Music

I’m an ‘outside in’ musician. Before I ever played, I fell in love with music. I soaked it up. I had freed music from it’s external abode so it could come out of me.

I love all sorts of music. One of my favorite past times is sitting at the computer, doing work (or playing around,) and having my musical library on random. Hard to soft, classical to eclectic, jazz to metal. It is all vital. It is all good.

There isn’t a musical genre I dislike. Sure, I have favorites. There are categories which are sparse, or even non-existent. But I have yet to hear a genre which repelled my sensibilities categorically. I understand there is music designed to do just that, but I often love it for that very reason.

I relate to the world in musical terms. There are chords, chord changes, varying rhythms and textures. Some of it is intense and in your face. Other parts are barely discernible, and go by unnoticed. With life you can’t just back it up and hear it again. You snooze you lose. If you don’t appreciate life as it happens, you can’t go back. The music keeps moving.

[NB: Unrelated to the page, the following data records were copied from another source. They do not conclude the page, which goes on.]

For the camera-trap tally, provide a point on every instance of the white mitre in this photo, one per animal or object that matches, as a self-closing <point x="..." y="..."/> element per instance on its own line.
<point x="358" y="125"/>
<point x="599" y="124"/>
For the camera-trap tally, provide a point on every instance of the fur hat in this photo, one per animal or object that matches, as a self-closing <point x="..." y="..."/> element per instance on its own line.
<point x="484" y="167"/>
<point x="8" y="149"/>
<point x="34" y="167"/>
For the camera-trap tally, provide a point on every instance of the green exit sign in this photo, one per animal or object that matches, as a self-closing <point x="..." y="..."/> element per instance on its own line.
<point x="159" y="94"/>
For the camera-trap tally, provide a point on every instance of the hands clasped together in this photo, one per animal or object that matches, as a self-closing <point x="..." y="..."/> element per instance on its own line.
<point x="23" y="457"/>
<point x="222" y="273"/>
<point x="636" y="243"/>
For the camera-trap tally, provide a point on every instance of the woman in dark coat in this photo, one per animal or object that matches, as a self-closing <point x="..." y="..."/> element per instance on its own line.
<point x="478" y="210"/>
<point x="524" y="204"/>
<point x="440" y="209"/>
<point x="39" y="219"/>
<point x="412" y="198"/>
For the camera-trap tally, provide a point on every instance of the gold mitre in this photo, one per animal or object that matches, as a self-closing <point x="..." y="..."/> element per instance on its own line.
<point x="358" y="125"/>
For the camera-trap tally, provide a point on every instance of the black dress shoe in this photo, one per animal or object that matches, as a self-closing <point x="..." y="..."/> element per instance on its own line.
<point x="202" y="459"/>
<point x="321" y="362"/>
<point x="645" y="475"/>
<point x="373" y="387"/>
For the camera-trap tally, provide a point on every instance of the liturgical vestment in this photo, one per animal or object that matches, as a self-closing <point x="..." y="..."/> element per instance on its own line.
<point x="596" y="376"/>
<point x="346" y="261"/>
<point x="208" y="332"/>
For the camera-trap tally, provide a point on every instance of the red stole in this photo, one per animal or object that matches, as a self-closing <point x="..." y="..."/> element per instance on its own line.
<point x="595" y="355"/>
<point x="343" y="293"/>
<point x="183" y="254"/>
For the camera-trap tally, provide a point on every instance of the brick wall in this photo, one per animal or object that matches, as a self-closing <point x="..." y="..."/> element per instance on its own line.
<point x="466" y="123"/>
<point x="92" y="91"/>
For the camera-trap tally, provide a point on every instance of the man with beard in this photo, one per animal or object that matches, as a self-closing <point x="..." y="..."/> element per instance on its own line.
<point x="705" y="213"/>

Some life is dissonant. Minor chords abound. Simplicity is often best, and most beautiful.

But it is really about the truth of music. It can’t be nailed down. You can’t ‘freeze frame’ music. Music is motion. Life is motion.

The best parts of life are appreciated by few people. Popular life is BS. Many people will claim to enjoy things, but few people understand the things they claim to enjoy. Truth, though hidden right in the fabric, can often deceive.

Here’s my secret admission: I enjoy having access to multiple audio sources. In the privacy of my own little office, I will start 6 pieces of music simultaneously. I then limit the scope of music to a single elongated song, in some cases, or set timers in others. The random music from the computer would be the constant, and one final musical piece will prevail as the soul source – – after about a half hour. 6 becomes 5, then 4, 3, 2… those two would mix for a while until the lone musical number will play out in what suddenly seems an immensely structured form, regardless of genre.

Music needs to breathe. I find ‘stuffing up music’s congestive cracks’ to be an enjoyable mental exercise, and one that no two people would hear the same way. As it finally pairs down to a single piece, music is once again allowed to breathe. Like the allergies which give us headaches from our inability to breathe, the lone piece becomes a breath of fresh air.